Procurador aposentado deve receber no máximo R$ 22,1 mil

O salário dos procuradores estaduais aposentados de São Paulo deve respeitar o subteto de R$ 22,1 mil estabelecido pela Emenda Constitucional 41/03 e pelo Decreto estadual 48.407/04. A ministra Ellen Gracie, presidente do Supremo Tribunal Federal, deferiu o pedido de Suspensão de Segurança apresentado pelo estado contra decisão da 2ª Câmara de Direito Público do Tribunal de Justiça paulista.

O TJ-SP concluiu pela não auto-aplicabilidade da EC 41/03, direito adquirido e afronta ao princípio da irredutibilidade de vencimentos.

Para a Procuradoria-Geral do Estado, a decisão do tribunal gera grave lesão à ordem pública, por violação ao artigo 37, inciso XI, da Constituição Federal, de acordo com a redação dada pela EC 41/03. A PGE ainda alerta para possível grave lesão à economia estadual se outras decisões similares não forem suspensas.

A Fazenda estadual projeta uma economia de R$ 716,6 milhões caso todas as decisões que permitem pagamentos acima do subteto sejam cassadas.
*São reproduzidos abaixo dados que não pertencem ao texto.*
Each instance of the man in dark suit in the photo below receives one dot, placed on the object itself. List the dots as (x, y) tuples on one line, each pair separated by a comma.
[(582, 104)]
Com esses argumentos, a PGE demonstra a real possibilidade de ocorrência do “efeito multiplicador”, por conta da existência de inúmeros servidores em situação similar à dos procuradores envolvidos neste processo.

A ministra Ellen Gracie entendeu que são procedentes as alegações de grave lesão à ordem pública e “efeito multiplicador”. Para ela, os fundamentos da decisão contestada não são passíveis de “análise com profundidade e extensão”, pois se trata de “matéria de mérito, analisada na origem”, não cabível em pedido de suspensão de segurança.